The Prisoner

George
The Uber Confessionals
2 min readNov 13, 2016

Heading home. His voice was gentle, his Beamer spotless. His hair was a slicked black. A slender, 28 year old man from the Middle East. We made small talk until he opened up about his gambling addiction. He made $2000 per week driving long hours for Uber. He lost $2000 per weekend at the casino. He couldn’t help himself, he said, sometimes trading in a week’s worth of earnings only to find himself surrounded by a pile of losing scratchers at the end of the night. He sounded genuinely upset: surprised his foolproof investments hadn’t made him a profit; intentionally oblivious to the tendency for scratchers to stack the odds against those who play them. He let out a deep sigh, his eyes flitting between the road and my face in the rearview. He swore he was done gambling now, and that he had been for a while.

“I’m depressed.”

My driver had immigrated recently with no friends or family in the area. His only sense of excitement came from the rush of putting his labor on the line, even if it meant losing it all.
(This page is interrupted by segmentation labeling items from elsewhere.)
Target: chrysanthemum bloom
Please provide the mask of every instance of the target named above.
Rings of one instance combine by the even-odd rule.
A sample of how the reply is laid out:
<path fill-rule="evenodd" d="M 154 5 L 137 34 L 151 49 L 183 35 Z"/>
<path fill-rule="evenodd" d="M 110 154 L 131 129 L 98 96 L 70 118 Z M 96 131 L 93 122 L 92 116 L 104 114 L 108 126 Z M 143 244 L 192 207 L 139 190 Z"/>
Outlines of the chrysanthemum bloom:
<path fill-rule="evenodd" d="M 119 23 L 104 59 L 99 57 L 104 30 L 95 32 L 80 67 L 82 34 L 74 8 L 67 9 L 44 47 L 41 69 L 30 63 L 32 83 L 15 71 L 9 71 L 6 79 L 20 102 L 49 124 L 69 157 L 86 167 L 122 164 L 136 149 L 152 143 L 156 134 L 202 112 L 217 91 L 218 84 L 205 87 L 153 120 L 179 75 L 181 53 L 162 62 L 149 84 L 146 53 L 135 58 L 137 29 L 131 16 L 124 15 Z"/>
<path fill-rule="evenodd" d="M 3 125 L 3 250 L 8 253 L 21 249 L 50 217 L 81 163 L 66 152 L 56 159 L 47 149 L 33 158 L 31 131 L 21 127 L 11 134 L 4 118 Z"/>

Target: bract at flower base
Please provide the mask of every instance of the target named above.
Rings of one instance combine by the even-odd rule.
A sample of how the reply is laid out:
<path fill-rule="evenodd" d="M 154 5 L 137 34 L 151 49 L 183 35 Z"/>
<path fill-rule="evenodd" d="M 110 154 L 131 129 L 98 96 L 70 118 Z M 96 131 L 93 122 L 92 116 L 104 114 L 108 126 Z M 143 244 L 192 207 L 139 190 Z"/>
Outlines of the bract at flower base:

I asked what neighborhood he lived in, why it’d been difficult meeting new people. His answer was something along the lines of there not being many people his age around.

To make things worse, he’s locked in a predatory rent agreement, living with a landlord who verbally abuses him. He told me his landlord installed a password protected thermostat, preventing him from using the air conditioning during one of LA’s hottest recorded summers (he pays for utilities). His apartment is constantly dark because the landlord insists on turning off any unused lighting. His English proficiency only exacerbated his problems. He’s looking for a new place to live.

When we finally pull up to my house, I stay in the back seat for a few minutes longer and muster up some sort of pep talk for him, wishing him the best of luck in his housing search and reiterating the urgency and importance of him getting out of what’s obviously an incredibly fucked situation. He thanked me profusely for listening to his struggle. He hasn’t found anyone to open up to in this city of 18 million. I shake his hand, thank him for sharing, and leave the car.